For Dr Monica Nua-George, it’s a proverb from her homeland of Niue that inspires her at work and home.
“Fakataufata e mafiti he gutu mo e gahua he tau lima” which translates in English to “When you speak with authority, make sure you follow through with actions.”
“For me, this proverb applies to my everyday life as a doctor, a wife and a mother.”
Dr Nua-George, who is the clinical director at Etu Pasifika in Christchurch, moved to New Zealand from Niue when she was five years old.
She says it was fortunate that her parents retained the language and spoke Niuean in the home so she could grow up immersed in her culture and traditions.
“We maintained it in the home by being around our elders, going to church and saying our prayers in our language.”
Unfortunately, Dr Nua-George says the Niuean language is not spoken as much today and she fears that it could be at threat.
She says celebrating Niuean Language Week throughout the country, is the perfect time to remind people of its value and why it is important the community practice Niuean cultural traditions.
“Having Niuean language week is a great platform to promote the language. It helps to identify us and reminds us that we should use it and invest resources to help the language thrive,”
Dr Nua-George has two young sons that she speaks Niuean to in her home and she encourages all families to speak the language – despite their level of competency.

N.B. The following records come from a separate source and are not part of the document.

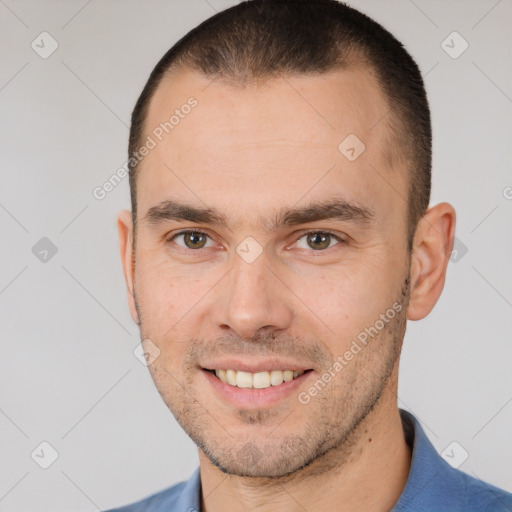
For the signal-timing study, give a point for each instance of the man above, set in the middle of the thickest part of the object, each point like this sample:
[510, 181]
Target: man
[279, 240]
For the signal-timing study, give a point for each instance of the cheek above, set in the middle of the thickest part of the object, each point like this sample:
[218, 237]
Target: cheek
[348, 298]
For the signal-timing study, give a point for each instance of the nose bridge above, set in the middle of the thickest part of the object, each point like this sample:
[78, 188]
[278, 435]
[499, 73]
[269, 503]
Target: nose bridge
[252, 298]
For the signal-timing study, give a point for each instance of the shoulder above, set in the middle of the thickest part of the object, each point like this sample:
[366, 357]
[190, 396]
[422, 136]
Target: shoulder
[180, 497]
[479, 495]
[435, 486]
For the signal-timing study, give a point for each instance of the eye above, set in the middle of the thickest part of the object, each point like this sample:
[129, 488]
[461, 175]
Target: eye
[191, 239]
[317, 240]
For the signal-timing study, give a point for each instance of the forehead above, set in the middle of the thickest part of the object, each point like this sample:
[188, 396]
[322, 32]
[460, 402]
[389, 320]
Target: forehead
[270, 144]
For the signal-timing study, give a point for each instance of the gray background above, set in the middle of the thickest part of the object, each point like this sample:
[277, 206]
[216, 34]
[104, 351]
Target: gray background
[67, 369]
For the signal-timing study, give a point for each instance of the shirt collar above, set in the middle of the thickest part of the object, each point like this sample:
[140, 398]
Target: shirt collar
[429, 480]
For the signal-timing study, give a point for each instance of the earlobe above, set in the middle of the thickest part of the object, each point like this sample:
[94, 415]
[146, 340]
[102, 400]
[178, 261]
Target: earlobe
[125, 233]
[433, 243]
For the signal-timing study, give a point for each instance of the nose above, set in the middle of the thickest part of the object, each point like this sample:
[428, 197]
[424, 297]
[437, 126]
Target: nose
[251, 299]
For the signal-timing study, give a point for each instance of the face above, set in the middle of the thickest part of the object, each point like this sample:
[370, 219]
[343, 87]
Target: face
[271, 267]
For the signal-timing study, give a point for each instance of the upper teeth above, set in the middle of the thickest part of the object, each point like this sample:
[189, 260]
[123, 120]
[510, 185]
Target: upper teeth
[257, 380]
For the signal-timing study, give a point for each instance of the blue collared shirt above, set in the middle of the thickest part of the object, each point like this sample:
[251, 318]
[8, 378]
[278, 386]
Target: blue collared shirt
[432, 485]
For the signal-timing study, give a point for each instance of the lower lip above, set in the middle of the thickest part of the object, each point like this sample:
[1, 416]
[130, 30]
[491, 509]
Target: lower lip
[251, 397]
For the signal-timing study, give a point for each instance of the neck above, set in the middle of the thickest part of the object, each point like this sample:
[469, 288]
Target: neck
[368, 472]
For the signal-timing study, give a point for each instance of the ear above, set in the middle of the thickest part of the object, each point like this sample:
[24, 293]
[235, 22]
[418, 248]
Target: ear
[125, 231]
[432, 247]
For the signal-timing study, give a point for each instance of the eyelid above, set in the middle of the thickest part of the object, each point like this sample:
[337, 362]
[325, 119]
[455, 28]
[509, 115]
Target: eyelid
[335, 235]
[170, 237]
[296, 236]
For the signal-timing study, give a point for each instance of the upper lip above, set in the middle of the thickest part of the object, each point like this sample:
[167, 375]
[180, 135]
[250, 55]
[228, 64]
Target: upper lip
[253, 366]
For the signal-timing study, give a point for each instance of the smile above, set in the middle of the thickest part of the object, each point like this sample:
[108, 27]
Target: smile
[258, 380]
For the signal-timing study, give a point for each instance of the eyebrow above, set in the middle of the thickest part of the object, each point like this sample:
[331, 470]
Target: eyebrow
[335, 209]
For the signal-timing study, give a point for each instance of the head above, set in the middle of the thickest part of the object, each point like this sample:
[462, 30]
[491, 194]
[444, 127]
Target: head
[291, 140]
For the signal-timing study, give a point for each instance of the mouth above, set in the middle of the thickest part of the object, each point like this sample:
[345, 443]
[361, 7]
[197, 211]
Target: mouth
[257, 380]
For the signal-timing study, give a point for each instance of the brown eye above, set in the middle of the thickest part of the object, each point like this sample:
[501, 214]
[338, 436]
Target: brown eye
[317, 240]
[191, 239]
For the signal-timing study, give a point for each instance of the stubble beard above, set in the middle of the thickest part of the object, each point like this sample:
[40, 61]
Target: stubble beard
[326, 440]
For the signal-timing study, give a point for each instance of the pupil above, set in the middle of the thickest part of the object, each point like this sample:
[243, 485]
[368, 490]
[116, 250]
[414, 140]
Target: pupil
[195, 239]
[324, 241]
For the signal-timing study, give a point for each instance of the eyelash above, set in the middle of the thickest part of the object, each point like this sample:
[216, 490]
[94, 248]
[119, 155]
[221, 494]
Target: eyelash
[341, 241]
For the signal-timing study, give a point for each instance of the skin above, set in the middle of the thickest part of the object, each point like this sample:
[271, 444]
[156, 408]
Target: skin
[248, 151]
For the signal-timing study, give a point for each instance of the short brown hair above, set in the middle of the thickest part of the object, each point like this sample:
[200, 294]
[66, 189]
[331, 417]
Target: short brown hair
[261, 39]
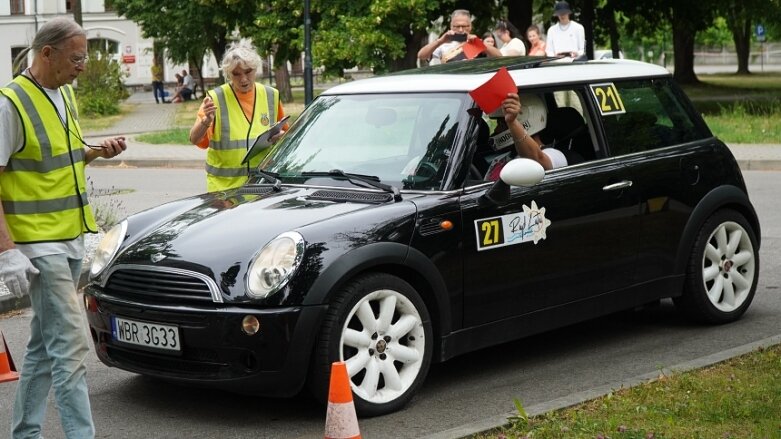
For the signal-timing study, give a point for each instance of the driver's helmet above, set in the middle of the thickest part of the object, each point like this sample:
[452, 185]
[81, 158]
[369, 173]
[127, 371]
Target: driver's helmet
[533, 117]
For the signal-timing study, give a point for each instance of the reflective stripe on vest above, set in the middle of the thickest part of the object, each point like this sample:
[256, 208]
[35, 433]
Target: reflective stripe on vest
[43, 187]
[233, 134]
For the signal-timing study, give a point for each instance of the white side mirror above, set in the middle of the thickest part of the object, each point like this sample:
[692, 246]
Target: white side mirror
[522, 172]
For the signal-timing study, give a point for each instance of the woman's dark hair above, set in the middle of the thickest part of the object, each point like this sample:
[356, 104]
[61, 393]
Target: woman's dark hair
[535, 28]
[504, 25]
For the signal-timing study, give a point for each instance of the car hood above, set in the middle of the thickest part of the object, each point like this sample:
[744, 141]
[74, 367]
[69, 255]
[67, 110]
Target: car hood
[215, 232]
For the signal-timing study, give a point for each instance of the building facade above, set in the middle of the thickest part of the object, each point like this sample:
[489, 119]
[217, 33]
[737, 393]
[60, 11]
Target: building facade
[122, 38]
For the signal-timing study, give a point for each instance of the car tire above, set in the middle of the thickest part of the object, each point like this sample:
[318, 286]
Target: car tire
[721, 276]
[388, 353]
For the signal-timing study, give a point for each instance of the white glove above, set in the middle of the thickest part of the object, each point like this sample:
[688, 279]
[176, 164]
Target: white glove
[15, 271]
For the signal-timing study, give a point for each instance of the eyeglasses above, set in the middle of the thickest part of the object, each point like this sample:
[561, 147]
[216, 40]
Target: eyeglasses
[75, 59]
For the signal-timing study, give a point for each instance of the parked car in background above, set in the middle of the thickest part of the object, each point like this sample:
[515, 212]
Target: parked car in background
[371, 234]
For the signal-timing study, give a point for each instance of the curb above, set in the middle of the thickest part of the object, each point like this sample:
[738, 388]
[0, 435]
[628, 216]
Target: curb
[596, 392]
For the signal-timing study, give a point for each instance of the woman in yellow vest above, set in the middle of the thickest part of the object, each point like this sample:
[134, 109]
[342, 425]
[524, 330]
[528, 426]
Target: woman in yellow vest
[230, 118]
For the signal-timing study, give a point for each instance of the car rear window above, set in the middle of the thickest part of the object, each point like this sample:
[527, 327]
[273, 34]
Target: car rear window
[654, 117]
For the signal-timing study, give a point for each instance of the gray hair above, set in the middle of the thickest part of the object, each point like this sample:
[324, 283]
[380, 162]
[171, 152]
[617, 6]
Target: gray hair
[460, 12]
[52, 33]
[239, 53]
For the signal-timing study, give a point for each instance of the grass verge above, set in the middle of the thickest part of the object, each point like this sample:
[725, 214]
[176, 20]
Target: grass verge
[100, 123]
[739, 398]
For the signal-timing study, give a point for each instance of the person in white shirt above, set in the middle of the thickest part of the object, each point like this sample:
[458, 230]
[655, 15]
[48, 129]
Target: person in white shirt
[567, 38]
[508, 35]
[449, 46]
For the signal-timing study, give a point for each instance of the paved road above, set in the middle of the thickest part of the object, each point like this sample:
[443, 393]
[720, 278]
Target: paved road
[469, 393]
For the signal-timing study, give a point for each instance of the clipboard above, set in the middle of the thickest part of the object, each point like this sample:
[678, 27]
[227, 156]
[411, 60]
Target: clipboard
[263, 141]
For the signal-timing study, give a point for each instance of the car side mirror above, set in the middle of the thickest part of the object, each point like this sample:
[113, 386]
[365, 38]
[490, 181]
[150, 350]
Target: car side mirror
[517, 172]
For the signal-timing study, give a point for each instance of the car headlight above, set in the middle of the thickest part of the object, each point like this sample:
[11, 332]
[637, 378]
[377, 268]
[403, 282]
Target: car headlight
[275, 264]
[108, 248]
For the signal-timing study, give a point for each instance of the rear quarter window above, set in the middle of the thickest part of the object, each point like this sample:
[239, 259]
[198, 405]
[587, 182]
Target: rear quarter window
[655, 117]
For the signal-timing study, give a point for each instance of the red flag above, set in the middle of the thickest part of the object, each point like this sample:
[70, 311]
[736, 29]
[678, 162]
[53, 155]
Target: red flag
[490, 95]
[473, 48]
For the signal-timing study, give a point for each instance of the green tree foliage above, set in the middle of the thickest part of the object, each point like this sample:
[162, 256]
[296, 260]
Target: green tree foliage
[187, 29]
[100, 86]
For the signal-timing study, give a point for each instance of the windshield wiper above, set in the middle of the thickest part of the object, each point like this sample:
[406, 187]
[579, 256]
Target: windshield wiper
[371, 180]
[276, 183]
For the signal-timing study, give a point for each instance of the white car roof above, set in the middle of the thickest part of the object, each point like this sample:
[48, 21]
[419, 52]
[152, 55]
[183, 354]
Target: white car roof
[523, 71]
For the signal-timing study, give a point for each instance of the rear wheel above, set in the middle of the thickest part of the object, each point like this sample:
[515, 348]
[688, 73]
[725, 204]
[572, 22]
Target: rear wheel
[379, 326]
[723, 269]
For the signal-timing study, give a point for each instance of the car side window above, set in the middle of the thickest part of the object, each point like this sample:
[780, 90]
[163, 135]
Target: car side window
[654, 117]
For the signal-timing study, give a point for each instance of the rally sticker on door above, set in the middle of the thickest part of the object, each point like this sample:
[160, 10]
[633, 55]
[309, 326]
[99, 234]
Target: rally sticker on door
[515, 228]
[608, 100]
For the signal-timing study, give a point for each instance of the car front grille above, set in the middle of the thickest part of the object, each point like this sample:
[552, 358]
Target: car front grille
[161, 286]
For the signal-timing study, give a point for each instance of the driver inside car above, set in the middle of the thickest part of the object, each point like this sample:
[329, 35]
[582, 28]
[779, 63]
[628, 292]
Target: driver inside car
[520, 126]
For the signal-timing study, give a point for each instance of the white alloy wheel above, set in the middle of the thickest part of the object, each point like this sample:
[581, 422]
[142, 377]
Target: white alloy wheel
[728, 266]
[383, 343]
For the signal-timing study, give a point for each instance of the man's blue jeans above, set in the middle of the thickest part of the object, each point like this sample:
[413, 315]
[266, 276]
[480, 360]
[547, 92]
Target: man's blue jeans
[56, 353]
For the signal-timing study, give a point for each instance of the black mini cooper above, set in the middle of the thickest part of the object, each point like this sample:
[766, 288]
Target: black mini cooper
[374, 233]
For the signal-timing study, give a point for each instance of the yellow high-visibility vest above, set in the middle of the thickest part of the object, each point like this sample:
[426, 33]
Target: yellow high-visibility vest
[234, 133]
[43, 188]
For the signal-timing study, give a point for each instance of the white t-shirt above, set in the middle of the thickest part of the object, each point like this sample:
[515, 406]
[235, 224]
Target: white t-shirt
[441, 53]
[514, 47]
[11, 141]
[569, 38]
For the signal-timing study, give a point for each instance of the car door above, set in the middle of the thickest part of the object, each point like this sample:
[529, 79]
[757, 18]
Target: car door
[568, 239]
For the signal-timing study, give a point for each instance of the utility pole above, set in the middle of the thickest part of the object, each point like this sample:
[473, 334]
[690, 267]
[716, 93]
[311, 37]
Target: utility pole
[308, 92]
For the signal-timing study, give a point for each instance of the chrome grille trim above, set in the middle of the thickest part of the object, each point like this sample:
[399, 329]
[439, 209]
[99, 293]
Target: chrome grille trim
[214, 290]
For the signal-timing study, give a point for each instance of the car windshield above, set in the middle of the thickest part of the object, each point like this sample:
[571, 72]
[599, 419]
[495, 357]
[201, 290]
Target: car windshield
[402, 140]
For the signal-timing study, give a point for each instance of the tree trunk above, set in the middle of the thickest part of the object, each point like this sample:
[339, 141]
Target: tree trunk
[413, 42]
[612, 29]
[282, 78]
[741, 36]
[683, 47]
[587, 20]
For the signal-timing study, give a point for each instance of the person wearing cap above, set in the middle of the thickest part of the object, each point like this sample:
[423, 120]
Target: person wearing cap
[567, 38]
[519, 128]
[449, 46]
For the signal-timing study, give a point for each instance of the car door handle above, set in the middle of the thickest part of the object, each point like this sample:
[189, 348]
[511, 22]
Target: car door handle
[617, 186]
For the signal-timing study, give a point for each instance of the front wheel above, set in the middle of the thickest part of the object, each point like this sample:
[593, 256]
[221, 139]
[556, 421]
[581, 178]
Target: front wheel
[379, 326]
[723, 268]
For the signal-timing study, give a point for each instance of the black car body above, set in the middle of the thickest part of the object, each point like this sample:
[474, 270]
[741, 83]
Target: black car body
[372, 238]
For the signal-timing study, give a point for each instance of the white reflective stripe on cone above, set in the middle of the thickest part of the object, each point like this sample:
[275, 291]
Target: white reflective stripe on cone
[340, 421]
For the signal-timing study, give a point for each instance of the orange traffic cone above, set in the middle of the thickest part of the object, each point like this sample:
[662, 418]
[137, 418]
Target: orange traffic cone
[341, 422]
[7, 368]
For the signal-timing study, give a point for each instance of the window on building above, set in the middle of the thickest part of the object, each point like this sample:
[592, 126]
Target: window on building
[104, 45]
[17, 7]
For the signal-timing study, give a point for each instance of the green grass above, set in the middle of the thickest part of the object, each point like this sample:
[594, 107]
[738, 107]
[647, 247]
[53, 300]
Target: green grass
[740, 398]
[185, 118]
[747, 122]
[175, 136]
[99, 123]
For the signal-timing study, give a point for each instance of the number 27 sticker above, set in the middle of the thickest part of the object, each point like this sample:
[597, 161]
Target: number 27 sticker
[608, 100]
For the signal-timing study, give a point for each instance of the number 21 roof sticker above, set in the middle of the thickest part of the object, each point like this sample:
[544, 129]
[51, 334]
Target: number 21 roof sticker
[515, 228]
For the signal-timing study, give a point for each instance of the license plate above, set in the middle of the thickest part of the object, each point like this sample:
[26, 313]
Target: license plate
[151, 335]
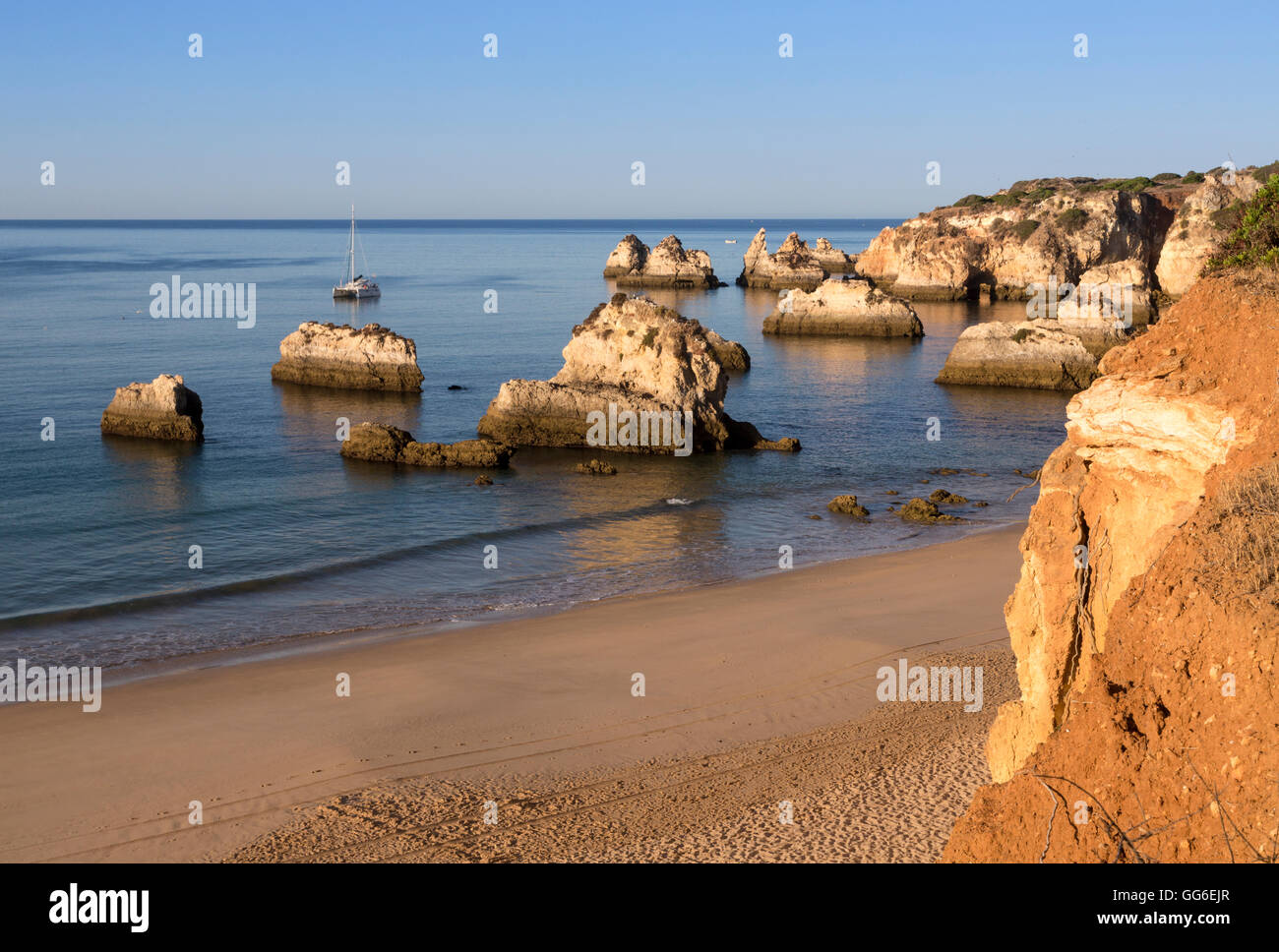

“It’s about going back to the basics of our culture and language – using simple everyday words that we can speak to our children.”
She not only encourages speaking the language here in New Zealand but also retaining the traditions from Niue – like the hair cutting ceremony for young men.
“We had a haircutting ceremony for my son to continue our traditions.
I’ve had brothers who had their haircutting ceremonies. This was something that I wanted for my own sons to continue as a way of keeping them connected to our culture.”